There has, though, been undue focus on Bercow as a result of the way some on both sides have been approaching this matter. Labour’s frontbench line that Brexit is so important that the Speaker cannot be changed – and its backbench line offered by Margaret Beckett that Brexit ‘trumps bad behaviour’ – has come in for plenty of criticism. But some on the Tory benches who want Bercow gone are also pursuing their own interests above those of the alleged victims of harassment and bullying: they have quite obviously latched onto the report as a means of achieving what they have always wanted, rather than seeing it as a catalyst for real change in the Commons culture.
If Bercow were to resign earlier than he had originally planned, taking responsibility for the failings outlined in the Cox report, then a new Speaker could make tackling the culture their priority. But there would still be other members of senior management who, according to those who spoke to the inquiry, are incapable of delivering the necessary change. Focusing on Bercow rather than the overall institutional response will not help victims.
Teresa Pearce’s question at PMQs highlighted this. The Labour backbencher asked the following:
‘My constituent came to see me earlier this year about being sexually harassed at work by a co-worker. Despite many months of meetings with her Human Resources department and line management, she has been treated like the problem rather than the victim. Can the Prime Minister advise me on what I can do to help my constituent return to work and feel safe when her employer is this House?’
The dramatic structure of the question led to gasps and then silence in the House as Theresa May got up to answer. There wasn’t much the Prime Minister could really say, other than to demand that there be a ‘very serious, very full and proper response to Dame Laura Cox’s report’. That response is still being considered by the Commons authorities, but there are other things MPs can do in the meantime.
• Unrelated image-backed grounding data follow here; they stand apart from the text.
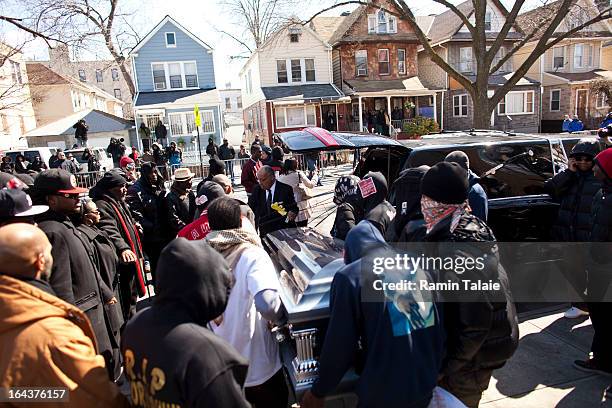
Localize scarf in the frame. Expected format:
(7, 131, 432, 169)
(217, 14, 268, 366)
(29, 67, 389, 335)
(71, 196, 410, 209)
(206, 225, 262, 255)
(421, 194, 470, 233)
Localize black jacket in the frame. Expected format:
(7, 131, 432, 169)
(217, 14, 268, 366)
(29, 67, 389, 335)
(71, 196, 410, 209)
(155, 123, 168, 140)
(544, 169, 601, 241)
(218, 144, 235, 160)
(127, 173, 166, 245)
(587, 181, 612, 301)
(74, 122, 88, 140)
(206, 142, 219, 156)
(248, 180, 298, 236)
(424, 213, 519, 376)
(331, 202, 361, 241)
(121, 239, 250, 408)
(164, 188, 196, 238)
(36, 211, 113, 358)
(59, 159, 80, 174)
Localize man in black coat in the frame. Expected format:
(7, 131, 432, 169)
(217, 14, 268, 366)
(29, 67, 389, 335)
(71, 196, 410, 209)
(121, 238, 250, 407)
(127, 163, 166, 284)
(206, 137, 219, 157)
(218, 139, 236, 182)
(31, 169, 114, 375)
(248, 165, 298, 237)
(544, 139, 601, 318)
(91, 171, 147, 320)
(164, 168, 196, 240)
(73, 119, 89, 147)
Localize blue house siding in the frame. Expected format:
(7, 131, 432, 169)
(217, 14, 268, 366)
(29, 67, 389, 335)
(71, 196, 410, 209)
(134, 20, 215, 92)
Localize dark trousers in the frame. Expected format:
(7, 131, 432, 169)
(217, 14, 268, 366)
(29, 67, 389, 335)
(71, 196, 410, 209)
(587, 302, 612, 370)
(440, 368, 494, 408)
(295, 220, 308, 227)
(118, 267, 137, 321)
(245, 369, 288, 408)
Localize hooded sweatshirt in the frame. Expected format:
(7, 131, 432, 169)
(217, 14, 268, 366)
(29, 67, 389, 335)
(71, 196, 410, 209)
(361, 171, 396, 236)
(311, 220, 445, 408)
(121, 238, 250, 408)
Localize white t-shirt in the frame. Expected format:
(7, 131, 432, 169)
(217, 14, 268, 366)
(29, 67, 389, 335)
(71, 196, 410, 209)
(212, 246, 282, 387)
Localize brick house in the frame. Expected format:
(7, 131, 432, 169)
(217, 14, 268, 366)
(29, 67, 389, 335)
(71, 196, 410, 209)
(310, 0, 439, 138)
(239, 22, 349, 145)
(417, 0, 541, 133)
(516, 0, 612, 131)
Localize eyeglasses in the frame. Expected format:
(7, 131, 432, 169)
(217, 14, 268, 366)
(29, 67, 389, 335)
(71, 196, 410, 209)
(126, 164, 136, 170)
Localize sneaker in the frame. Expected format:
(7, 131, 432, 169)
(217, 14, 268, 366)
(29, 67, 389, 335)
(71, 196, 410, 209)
(605, 384, 612, 399)
(564, 306, 589, 319)
(573, 358, 612, 375)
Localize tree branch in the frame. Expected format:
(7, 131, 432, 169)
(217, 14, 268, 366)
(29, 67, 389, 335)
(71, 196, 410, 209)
(0, 15, 61, 46)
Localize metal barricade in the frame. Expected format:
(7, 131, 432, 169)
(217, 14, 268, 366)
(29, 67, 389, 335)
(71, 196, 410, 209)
(75, 171, 104, 189)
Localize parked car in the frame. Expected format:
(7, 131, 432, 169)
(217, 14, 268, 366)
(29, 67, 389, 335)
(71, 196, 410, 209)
(265, 128, 571, 402)
(2, 147, 58, 168)
(64, 147, 114, 172)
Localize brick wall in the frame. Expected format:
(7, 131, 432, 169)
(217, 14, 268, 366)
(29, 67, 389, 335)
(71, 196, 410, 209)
(542, 85, 571, 121)
(339, 43, 419, 82)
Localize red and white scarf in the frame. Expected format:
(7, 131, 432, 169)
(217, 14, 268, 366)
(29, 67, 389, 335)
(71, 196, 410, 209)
(421, 195, 470, 234)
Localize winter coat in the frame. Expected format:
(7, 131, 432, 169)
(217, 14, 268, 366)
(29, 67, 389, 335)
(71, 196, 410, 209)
(544, 169, 601, 241)
(60, 159, 80, 174)
(35, 210, 113, 367)
(165, 188, 197, 238)
(121, 239, 250, 408)
(569, 119, 584, 132)
(219, 143, 236, 161)
(599, 117, 612, 128)
(127, 173, 166, 246)
(206, 142, 219, 156)
(155, 123, 168, 140)
(27, 159, 47, 172)
(562, 119, 571, 132)
(468, 170, 488, 222)
(277, 170, 316, 222)
(331, 202, 360, 241)
(240, 159, 261, 194)
(424, 212, 519, 376)
(74, 122, 88, 140)
(387, 166, 428, 241)
(0, 275, 129, 407)
(312, 221, 445, 408)
(587, 181, 612, 301)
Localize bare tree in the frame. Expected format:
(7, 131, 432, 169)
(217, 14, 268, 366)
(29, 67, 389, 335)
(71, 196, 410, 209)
(219, 0, 292, 54)
(25, 0, 139, 97)
(306, 0, 612, 129)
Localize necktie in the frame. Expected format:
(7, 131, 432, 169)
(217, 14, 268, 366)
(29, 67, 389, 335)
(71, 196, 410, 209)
(266, 189, 272, 215)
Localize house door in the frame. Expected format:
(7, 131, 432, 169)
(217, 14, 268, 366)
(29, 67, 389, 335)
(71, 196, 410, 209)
(576, 89, 588, 120)
(321, 104, 337, 131)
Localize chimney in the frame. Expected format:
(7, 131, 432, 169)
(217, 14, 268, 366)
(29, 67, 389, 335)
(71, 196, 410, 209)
(48, 44, 71, 76)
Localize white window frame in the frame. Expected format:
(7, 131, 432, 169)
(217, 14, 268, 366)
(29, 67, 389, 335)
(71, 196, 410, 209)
(277, 58, 316, 84)
(574, 44, 584, 69)
(484, 11, 492, 31)
(553, 46, 565, 69)
(78, 69, 86, 81)
(95, 69, 103, 83)
(550, 89, 561, 112)
(378, 49, 390, 75)
(150, 61, 199, 91)
(498, 90, 535, 115)
(247, 69, 252, 94)
(114, 89, 122, 99)
(199, 110, 216, 133)
(355, 50, 368, 76)
(165, 32, 177, 48)
(225, 97, 231, 109)
(575, 89, 589, 115)
(10, 61, 23, 85)
(459, 47, 473, 72)
(305, 58, 316, 82)
(290, 59, 302, 83)
(277, 60, 288, 84)
(398, 48, 406, 75)
(453, 94, 468, 117)
(237, 96, 242, 109)
(275, 105, 317, 129)
(111, 68, 119, 81)
(367, 10, 397, 34)
(596, 93, 609, 109)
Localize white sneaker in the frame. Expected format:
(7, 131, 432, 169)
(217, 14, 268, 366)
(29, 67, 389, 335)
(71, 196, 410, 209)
(564, 306, 589, 319)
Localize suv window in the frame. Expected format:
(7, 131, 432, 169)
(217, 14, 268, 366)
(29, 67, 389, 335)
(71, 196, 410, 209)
(405, 142, 554, 199)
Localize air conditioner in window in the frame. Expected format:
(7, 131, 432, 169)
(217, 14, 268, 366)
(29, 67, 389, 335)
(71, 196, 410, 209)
(155, 82, 166, 90)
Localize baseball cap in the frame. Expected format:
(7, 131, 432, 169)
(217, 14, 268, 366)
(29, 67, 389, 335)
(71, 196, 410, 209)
(33, 169, 87, 195)
(0, 189, 48, 218)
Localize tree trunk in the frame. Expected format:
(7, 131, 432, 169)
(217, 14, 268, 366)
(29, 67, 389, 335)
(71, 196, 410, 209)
(118, 62, 135, 97)
(472, 91, 492, 129)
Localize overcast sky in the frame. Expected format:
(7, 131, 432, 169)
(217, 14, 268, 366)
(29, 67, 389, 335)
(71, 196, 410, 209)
(3, 0, 547, 88)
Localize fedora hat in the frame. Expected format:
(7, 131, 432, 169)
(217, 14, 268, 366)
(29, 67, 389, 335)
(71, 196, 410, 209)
(173, 167, 195, 181)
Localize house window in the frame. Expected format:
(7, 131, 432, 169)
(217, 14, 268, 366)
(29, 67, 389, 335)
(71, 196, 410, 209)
(492, 46, 509, 72)
(377, 10, 387, 33)
(484, 11, 492, 31)
(388, 16, 397, 33)
(168, 111, 215, 136)
(459, 47, 473, 72)
(10, 61, 22, 84)
(184, 62, 198, 87)
(597, 93, 609, 108)
(78, 69, 86, 81)
(398, 49, 406, 75)
(152, 63, 167, 90)
(367, 10, 397, 34)
(553, 47, 565, 69)
(453, 95, 468, 117)
(277, 60, 288, 83)
(152, 61, 199, 91)
(356, 50, 367, 76)
(291, 59, 302, 82)
(290, 34, 299, 43)
(574, 44, 584, 68)
(237, 96, 242, 109)
(550, 89, 561, 111)
(114, 89, 122, 99)
(305, 59, 315, 82)
(585, 44, 593, 67)
(112, 68, 119, 81)
(378, 49, 390, 75)
(199, 110, 216, 133)
(275, 105, 316, 128)
(498, 91, 534, 115)
(165, 32, 176, 47)
(247, 69, 252, 94)
(368, 14, 377, 33)
(96, 69, 103, 82)
(225, 97, 231, 109)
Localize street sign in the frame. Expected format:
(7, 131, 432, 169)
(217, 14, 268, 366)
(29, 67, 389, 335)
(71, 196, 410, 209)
(194, 105, 201, 127)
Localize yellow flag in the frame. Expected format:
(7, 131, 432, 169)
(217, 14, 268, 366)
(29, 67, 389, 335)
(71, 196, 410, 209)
(194, 105, 201, 127)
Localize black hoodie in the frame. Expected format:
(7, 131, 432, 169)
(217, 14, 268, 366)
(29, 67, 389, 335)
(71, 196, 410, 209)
(361, 171, 396, 236)
(121, 238, 250, 408)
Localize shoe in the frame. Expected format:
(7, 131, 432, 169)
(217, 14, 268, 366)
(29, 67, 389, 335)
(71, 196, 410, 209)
(605, 384, 612, 399)
(573, 358, 612, 375)
(564, 306, 589, 318)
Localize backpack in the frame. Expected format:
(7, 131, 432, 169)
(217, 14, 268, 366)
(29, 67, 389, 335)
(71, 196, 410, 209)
(387, 166, 429, 240)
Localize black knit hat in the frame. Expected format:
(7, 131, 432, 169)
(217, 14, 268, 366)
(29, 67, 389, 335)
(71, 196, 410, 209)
(421, 162, 469, 204)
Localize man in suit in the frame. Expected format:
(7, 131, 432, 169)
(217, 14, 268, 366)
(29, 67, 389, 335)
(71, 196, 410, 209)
(248, 166, 298, 237)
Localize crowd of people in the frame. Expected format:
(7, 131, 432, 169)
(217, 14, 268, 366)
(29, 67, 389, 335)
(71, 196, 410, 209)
(0, 125, 611, 408)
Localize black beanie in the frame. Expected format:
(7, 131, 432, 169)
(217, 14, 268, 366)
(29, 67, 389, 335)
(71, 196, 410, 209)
(209, 158, 226, 176)
(96, 170, 127, 190)
(421, 162, 469, 204)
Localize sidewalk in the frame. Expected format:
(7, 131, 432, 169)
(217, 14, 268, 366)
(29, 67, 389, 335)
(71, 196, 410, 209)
(482, 307, 611, 407)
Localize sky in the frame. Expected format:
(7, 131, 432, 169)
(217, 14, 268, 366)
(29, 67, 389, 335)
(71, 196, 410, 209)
(3, 0, 548, 89)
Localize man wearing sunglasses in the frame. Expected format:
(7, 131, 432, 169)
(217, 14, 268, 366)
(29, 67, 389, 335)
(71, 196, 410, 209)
(544, 139, 601, 319)
(30, 169, 115, 378)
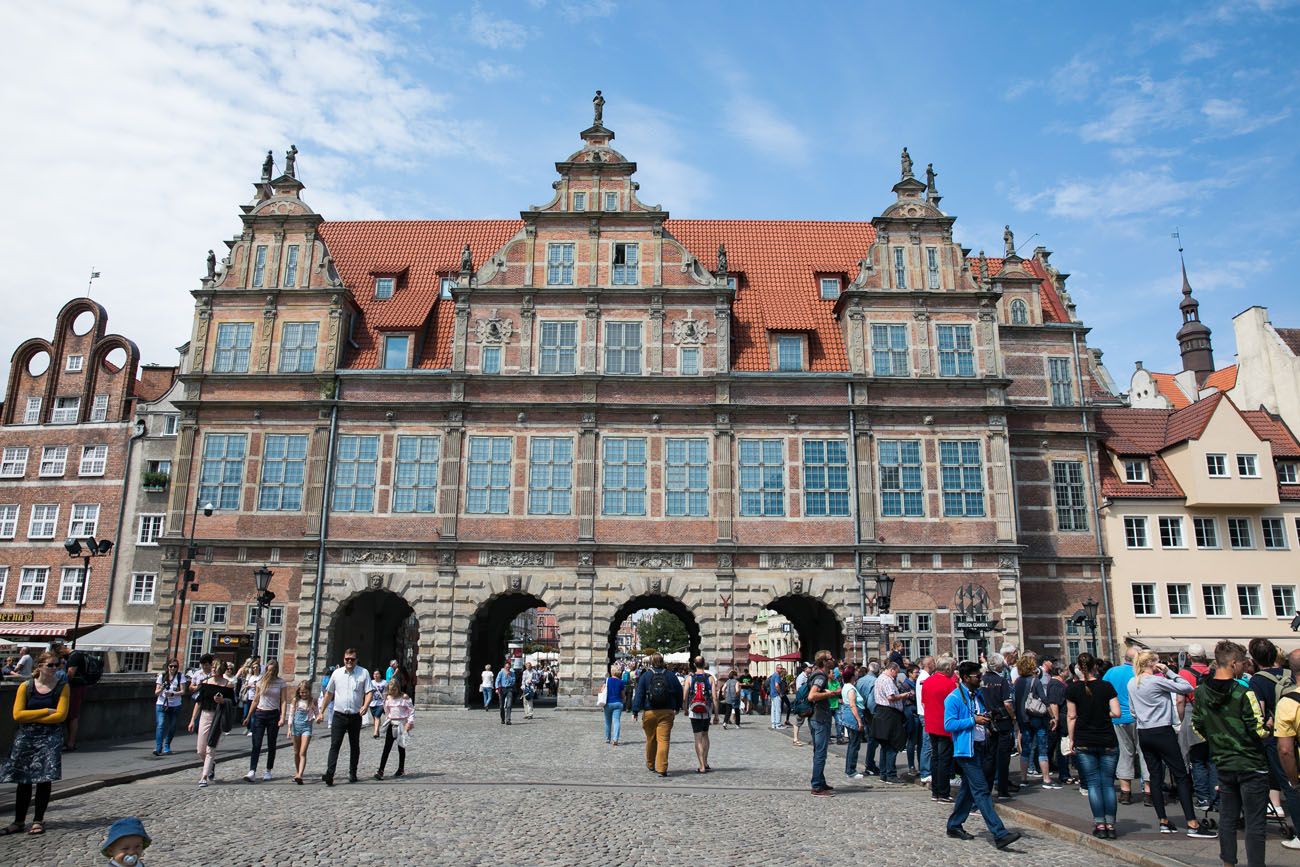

Firstly, the House of Commons Commission, which is also cited in the Cox report alongside Bercow as being part of the senior leadership that failed victims so badly, has a number of MPs on it whose own situations may render them unsuitable to lead the response. There’s Labour’s former Chief Whip Rosie Winterton, who may have questions to answer about her party’s awareness of certain incidents when they took place and when staff members tried to complain about them. There’s also Valerie Vaz, who may be compromised by the fact that her brother Keith has been accused of bullying clerks. And, of course, John Bercow is the Chair of the Commission, and not only is he already in the spotlight for the institutional response to bullying and harassment more widely, he also has allegations levelled at him personally. Any genuine discussion about a change of leadership that looks at the Speaker should also take in those working with him.
Secondly, MPs need to ensure that they hold the Commons authorities accountable for implementing the changes recommended. It would be all too easy for the Cox report to end up on a dusty shelf and for nothing to change at all. How parliamentarians do this isn’t clear: can they use the existing select committee system, for instance, to take evidence from officials on what they are actually doing?
Of course, these sorts of measures would involve actual hard work, rather than the odd media quote and attention-grabbing speech in the Commons. Which is why any MP who tries to follow them up is unlikely to be from the crowd who saw the threat to Bercow this week, and responded according to their own factional interests.